The “picturesque tumults” of Billingsgate are described by journalist William Blanchard Jerrold and illustrated by Gustave Doré in their 1872 book London: A Pilgrimage, which is part of our collection.

It’s easy to imagine how, in this competitive, hard-working atmosphere, the spiky, sweary ‘Billingsgate language’ became common, giving rise to the saying ‘swear like a Billingsgate fishwife’.

Billingsgate porters were crucial

Porters unloaded and transported the fish, and were essential to the buzzing market. A series of photos in our collection from 1958 by Bob Collins captures the organised chaos.

In 1876, the Corporation of London introduced regulations requiring all porters to be licensed. Traditionally, there were 240 porters at Billingsgate. All started their day at the crack of dawn, moving the fish samples from the delivery vehicles to the merchants' stands.
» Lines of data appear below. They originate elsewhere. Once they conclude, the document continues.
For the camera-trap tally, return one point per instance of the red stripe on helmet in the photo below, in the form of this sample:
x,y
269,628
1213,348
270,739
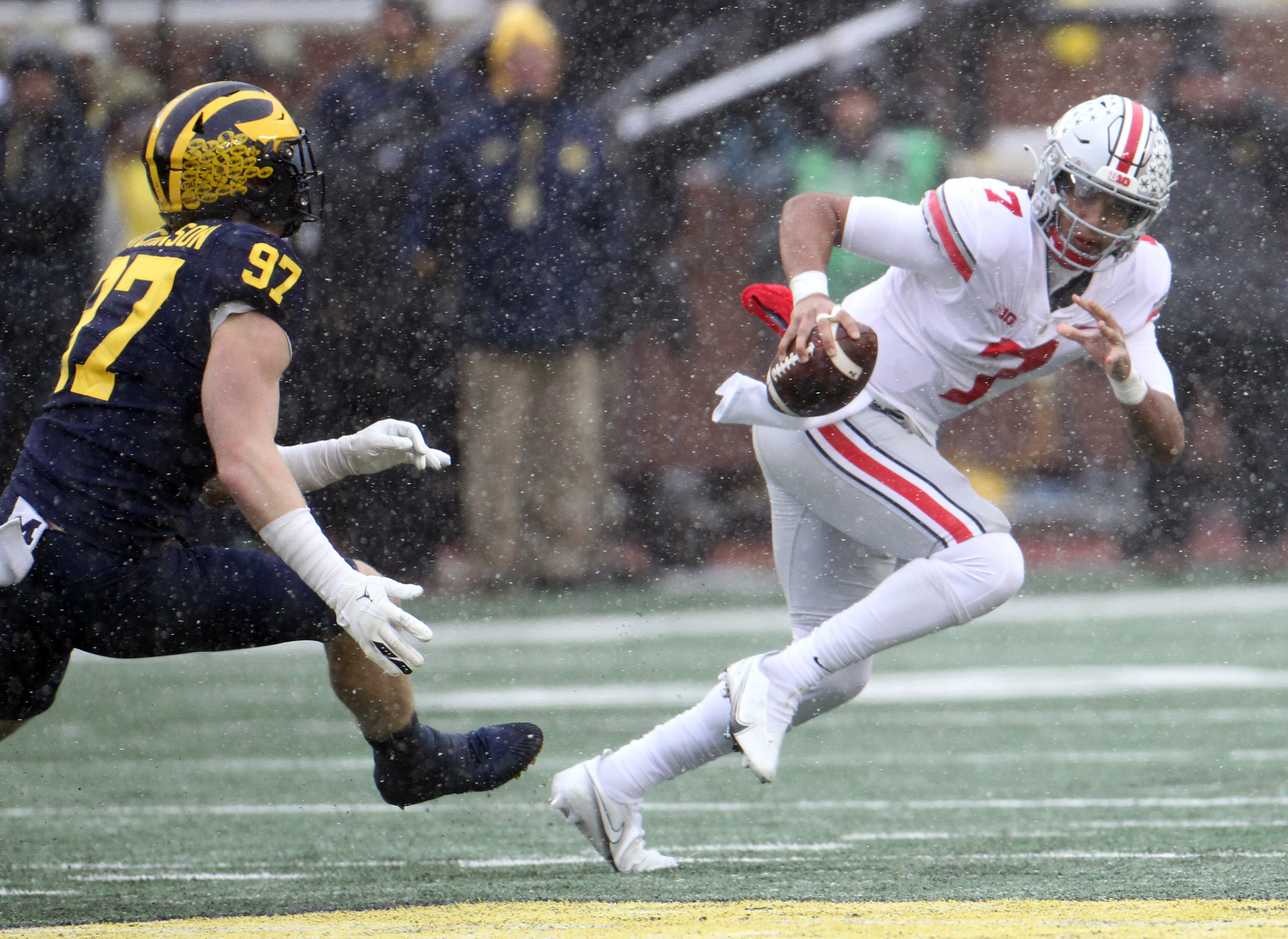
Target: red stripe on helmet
x,y
1138,128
Their distinctive ‘bobbin hats’ were uniquely practical, with flat crowns that helped them balance fish boxes on their heads. The hats also protected their wearers from melting ice and fish slime trickling from boxes. We have two of the hats in our collection.

The hats are said to have lent their name to ‘bobbin money’, the additional sum customers paid for each purchase delivered to them.

Famous faces at the fish stalls

The author George Orwell is said to have walked around Billingsgate’s stalls, perhaps gathering inspiration. The notorious Kray twins, East End gangsters, were known to ‘work’ in the market.

Billingsgate traditionally revolved around families. Small family-run trading firms and portering jobs passed through generations, with fathers, sons, uncles and cousins working side by side. Women were part of it too, often managing finances as cashiers.

However, actor Michael Caine, whose father worked as a fish porter, was not one to carry on this family tradition.

Comedian Micky Flanagan was the same, though he worked briefly as a fish porter in his teenage years: "It was hard, an early start, freezing cold, putting on damp clothes, delivering fish in the rain... it wasn't for me."

The move to London docks

After 900 years at its original Thames Street location, Billingsgate relocated to West India Docks in Tower Hamlets in 1982. Many objects from the market made their way into our collection, including signs, tokens and bell weights. The original market bell moved with the market, ringing to announce the beginning of trading on 19 January 1982.

The 13-acre site near Canary Wharf was, at the time, touted as the most modern fish market in the whole of Europe. The large trading hall could hold about 98 stands and 30 shops, an 800-tonne freezer store and an ice-making plant.

Is Billingsgate closing?

In 2024, the City of London Corporation announced that Billingsgate’s planned move to Dagenham, even further east, was no longer happening. Instead, the market was scheduled to close in 2028, meaning traders would need to find new premises.

The market has survived centuries of transformation, maintaining traditions while embracing the future. In 2021, artist and educator Pat Wingshan Wong documented this through her Barter Archive project, a part of which is now in our collection.

She sketched the daily life of fishmongers, porters and workers, trading her drawings for their stories and meaningful objects. The artist’s work preserves the memory of Billingsgate at West India Docks before its next chapter begins.